Adaptive Hodgkin–Huxley Neuron for Retina‐Inspired Perception

Abstract

Biomimetic machine vision systems require structures, including an artificial retina to capture and process images, and an artificial network that imitates the cortex for visual inspection and identification tasks. One of the key challenges for biomimetic perceptional machine visual systems is the self‐adaptive behavior of the retina, which is known as the ability to adjust and eventually perceive objects through a wide range of environmental light intensities. To achieve this, current systems use either complex processing algorithms or specific devices with optoelectronic properties which results in complexity and less efficiency.
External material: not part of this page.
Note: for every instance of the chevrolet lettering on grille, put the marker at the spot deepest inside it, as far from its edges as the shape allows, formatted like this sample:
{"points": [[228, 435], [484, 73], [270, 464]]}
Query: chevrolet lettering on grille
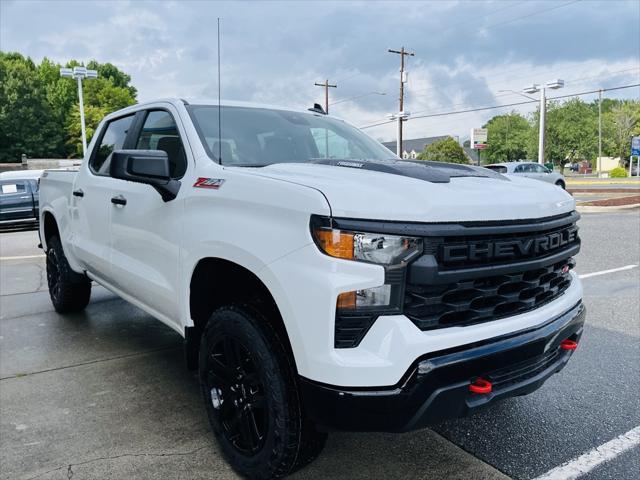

Herein, an artificial retina circuit is reported to imitate the adaptation process to light (photopic and scotopic adaptation) of the perceptional biovisual system. The implementation of an artificial Hodgkin–Huxley neuron circuit based on adaptive VO2 memristors has helped the artificial retina to successfully demonstrate time‐varying activation and inhibition characteristics. The adaptable perception function under different illumination conditions is faithfully achieved by the artificial HH neuron based on the self‐adaptability of the memristor. The function is consistent with the dynamic light amplitude ranges of biological vision systems. More importantly, this development shows a pervasive way to design and fabricate a universal environmentally adaptable artificial system.